Use of robust randomised clinical trial (RCT) evaluation is crucial to determine which interventions would be useful for public health or clinical care.1,2 Certain interventions are delivered at a population level or at a group level, and these interventions can result in changes to group behaviours, leading to large scale population-level effects.3 The cluster RCT design (herein, cluster trial) is a specific trial design that is used to evaluate interventions delivered at a group level.4 In cluster trials, whole groups of structured collections of individuals or health system service delivery platforms, such as facilities, are randomly assigned to receive interventions, and these groups are referred to as clusters. Examples of clusters include communities, health clinics, or schools. In contrast to the individual RCT, in which the group allocation of interventions is determined by randomisation of individual participants, cluster trials randomly assign interventions to a whole cluster of individuals. Interventions themselves can be administered at a cluster level (eg, mosquito egg traps5) or at an individual level (eg, vaccinations6).

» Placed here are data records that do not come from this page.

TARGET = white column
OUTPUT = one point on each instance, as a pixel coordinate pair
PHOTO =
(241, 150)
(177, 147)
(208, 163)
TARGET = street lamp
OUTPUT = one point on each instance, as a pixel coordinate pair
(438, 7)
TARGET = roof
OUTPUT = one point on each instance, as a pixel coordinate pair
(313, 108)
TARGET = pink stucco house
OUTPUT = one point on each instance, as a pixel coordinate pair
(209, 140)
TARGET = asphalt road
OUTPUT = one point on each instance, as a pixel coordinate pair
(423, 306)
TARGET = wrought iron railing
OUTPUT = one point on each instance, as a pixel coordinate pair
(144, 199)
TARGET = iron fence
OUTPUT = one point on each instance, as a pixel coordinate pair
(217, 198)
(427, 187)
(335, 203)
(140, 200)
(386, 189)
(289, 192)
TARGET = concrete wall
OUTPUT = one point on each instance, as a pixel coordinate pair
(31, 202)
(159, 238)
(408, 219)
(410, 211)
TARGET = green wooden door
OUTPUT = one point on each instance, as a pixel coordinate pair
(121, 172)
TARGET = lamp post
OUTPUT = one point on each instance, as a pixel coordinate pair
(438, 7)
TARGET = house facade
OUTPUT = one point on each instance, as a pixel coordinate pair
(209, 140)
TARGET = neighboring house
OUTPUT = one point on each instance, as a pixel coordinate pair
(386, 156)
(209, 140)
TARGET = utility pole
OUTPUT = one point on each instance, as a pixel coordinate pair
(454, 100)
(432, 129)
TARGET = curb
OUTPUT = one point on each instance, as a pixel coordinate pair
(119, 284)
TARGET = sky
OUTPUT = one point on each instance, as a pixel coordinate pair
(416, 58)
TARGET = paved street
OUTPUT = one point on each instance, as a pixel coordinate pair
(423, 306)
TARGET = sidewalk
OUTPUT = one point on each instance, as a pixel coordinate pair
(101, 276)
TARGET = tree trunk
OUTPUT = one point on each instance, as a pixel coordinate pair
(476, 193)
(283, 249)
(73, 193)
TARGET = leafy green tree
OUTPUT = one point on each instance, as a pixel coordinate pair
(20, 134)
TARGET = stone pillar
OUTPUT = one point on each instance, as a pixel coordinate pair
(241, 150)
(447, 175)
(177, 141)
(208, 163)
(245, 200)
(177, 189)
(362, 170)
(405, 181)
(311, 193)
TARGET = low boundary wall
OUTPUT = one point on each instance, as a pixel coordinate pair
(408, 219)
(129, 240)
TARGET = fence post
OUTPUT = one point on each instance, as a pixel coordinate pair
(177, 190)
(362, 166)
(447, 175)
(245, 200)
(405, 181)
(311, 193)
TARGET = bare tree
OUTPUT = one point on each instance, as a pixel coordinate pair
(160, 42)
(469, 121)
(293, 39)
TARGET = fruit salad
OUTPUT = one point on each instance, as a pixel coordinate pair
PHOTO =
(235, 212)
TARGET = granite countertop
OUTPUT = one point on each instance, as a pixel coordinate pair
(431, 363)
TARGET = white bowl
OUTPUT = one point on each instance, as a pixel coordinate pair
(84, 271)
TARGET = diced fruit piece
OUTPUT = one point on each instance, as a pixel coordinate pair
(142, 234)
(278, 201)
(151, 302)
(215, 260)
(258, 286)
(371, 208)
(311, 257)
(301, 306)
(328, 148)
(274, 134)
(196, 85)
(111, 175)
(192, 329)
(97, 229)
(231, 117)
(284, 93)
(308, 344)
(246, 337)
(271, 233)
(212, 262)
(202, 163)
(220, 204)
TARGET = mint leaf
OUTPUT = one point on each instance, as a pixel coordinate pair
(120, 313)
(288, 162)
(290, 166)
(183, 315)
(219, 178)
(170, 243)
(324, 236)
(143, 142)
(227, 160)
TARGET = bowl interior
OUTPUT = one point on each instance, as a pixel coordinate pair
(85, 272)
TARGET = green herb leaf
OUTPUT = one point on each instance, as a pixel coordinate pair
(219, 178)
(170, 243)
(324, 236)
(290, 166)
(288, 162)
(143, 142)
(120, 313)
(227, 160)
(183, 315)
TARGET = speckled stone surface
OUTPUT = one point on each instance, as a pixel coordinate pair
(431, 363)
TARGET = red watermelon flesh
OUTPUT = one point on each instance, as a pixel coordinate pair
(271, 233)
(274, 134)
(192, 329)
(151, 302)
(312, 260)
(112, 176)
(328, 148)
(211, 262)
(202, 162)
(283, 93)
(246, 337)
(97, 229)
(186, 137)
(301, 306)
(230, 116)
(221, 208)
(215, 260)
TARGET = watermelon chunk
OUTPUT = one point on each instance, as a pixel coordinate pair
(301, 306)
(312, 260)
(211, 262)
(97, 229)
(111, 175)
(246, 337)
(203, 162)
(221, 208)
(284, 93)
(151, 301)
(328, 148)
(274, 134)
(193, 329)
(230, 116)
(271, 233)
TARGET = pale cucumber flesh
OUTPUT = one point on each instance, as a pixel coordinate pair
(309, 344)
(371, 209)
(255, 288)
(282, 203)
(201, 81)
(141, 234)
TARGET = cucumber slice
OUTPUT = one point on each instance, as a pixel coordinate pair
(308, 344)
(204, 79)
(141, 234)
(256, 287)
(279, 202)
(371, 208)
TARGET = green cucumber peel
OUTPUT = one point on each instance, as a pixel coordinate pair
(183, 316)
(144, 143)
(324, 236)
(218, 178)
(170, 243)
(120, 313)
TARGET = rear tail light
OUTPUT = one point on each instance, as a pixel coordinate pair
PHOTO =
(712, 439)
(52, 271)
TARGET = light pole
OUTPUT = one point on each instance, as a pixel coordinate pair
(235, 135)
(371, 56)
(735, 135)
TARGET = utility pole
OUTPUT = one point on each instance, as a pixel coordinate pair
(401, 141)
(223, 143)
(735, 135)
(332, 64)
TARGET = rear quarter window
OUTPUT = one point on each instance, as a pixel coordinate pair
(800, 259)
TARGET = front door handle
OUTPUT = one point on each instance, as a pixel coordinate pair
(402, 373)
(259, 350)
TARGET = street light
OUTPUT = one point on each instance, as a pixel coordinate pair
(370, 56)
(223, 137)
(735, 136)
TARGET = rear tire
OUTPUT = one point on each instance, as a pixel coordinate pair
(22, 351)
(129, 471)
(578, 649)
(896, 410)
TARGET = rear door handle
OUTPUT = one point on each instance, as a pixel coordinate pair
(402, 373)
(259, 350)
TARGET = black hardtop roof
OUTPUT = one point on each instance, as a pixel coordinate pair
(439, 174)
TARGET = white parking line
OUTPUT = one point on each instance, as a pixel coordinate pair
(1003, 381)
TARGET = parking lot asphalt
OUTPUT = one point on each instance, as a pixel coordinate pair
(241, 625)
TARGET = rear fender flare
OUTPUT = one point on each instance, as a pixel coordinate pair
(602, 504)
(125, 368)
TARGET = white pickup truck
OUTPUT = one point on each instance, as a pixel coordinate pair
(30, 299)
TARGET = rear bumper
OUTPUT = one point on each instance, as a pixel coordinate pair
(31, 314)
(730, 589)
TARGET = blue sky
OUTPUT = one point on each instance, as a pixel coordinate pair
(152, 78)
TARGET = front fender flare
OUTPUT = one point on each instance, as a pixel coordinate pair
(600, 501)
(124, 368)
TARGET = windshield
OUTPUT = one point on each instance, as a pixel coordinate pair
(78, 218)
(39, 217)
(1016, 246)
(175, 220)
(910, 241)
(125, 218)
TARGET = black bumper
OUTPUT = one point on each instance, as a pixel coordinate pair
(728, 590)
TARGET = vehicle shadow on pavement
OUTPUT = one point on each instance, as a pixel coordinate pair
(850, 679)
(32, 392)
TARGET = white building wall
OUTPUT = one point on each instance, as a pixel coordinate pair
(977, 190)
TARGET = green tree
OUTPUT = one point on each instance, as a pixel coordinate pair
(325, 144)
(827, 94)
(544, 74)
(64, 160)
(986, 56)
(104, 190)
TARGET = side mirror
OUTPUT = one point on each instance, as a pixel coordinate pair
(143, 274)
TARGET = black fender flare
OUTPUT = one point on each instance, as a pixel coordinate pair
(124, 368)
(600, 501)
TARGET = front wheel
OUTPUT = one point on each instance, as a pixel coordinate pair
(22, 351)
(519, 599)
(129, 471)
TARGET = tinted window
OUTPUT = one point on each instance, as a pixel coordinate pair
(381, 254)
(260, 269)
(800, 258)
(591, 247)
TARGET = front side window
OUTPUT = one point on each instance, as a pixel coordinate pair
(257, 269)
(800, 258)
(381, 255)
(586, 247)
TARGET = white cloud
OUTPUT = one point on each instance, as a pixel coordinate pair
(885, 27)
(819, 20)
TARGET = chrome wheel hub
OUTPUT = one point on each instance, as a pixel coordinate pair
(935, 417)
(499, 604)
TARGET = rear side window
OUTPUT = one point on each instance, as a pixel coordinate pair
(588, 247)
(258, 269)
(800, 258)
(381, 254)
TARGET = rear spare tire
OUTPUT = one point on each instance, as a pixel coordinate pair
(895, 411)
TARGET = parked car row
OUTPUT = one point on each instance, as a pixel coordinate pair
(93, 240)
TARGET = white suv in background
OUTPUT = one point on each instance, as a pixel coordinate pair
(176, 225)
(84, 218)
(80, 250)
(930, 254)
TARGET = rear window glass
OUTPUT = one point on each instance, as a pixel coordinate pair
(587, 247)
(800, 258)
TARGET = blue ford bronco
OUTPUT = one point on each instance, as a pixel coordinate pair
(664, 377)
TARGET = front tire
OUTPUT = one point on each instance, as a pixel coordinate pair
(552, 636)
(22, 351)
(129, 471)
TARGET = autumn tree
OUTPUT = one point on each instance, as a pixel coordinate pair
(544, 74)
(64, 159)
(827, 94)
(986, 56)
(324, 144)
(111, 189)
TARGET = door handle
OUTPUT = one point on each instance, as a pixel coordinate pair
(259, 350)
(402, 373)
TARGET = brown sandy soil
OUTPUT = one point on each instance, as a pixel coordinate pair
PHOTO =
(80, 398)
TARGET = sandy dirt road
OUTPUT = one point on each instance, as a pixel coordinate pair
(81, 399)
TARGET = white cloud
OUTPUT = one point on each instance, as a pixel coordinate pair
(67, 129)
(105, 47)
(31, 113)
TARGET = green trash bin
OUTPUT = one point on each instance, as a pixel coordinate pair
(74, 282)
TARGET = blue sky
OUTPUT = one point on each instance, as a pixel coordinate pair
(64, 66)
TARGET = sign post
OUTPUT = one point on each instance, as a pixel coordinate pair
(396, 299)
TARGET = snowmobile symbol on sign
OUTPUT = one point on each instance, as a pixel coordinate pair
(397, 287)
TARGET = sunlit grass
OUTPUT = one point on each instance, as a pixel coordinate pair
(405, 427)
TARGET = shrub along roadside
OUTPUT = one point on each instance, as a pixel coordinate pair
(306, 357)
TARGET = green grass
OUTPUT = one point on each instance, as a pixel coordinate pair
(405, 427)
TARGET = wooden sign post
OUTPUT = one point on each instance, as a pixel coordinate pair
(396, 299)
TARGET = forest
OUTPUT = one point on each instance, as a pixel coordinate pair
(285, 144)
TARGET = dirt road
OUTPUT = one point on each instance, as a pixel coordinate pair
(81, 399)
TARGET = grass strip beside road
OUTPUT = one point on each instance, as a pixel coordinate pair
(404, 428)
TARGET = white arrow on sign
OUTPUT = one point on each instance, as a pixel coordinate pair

In cluster trials, outcomes can be measured at a cluster level6 or at an individual level.7

There is an increasing popularity of the use of cluster trials in low-income and middle-income countries (LMICs).8 There have been many successful high-profile trials that have used a cluster trial design, and many of the design features of cluster trials lend themselves well to priority areas of research set in LMICs. Despite the increasing use of this design, there can be methodological and interpretational challenges. Cluster trials are complex due to the interplay between the similarities of individual participants within a cluster and the differences between clusters.9,10 Because outcomes of individuals within the same cluster are correlated, standard methods for design and analysis of individual RCTs do not suffice for cluster trials. Furthermore, because special considerations are required when designing and analysing cluster trials, there have been great efforts towards unifying and improving the standards of the design and analysis interpretation of cluster trials.9,11 However, some evaluations have identified several design and interpretational challenges to cluster trials that often arise due to inadequate planning.12–14

In this third paper of the Series, we first discuss the attributes of cluster trials in the context of global health research, followed by specific challenges that are associated with planning and implementing such attributes in LMICs. We then draw on examples of cluster trials implemented across key global health research areas, such as maternal, newborn, and child health (MNCH), malaria, and water, sanitation, and hygiene (WASH), to assess the current cluster trial planning practices in LMICs. Lastly, we describe examples of high-quality and innovative LMIC-based cluster trials, (panels 1–3) and we outline alternative approaches and supplementary methodologies to cluster designs that can be used to improve their efficiency.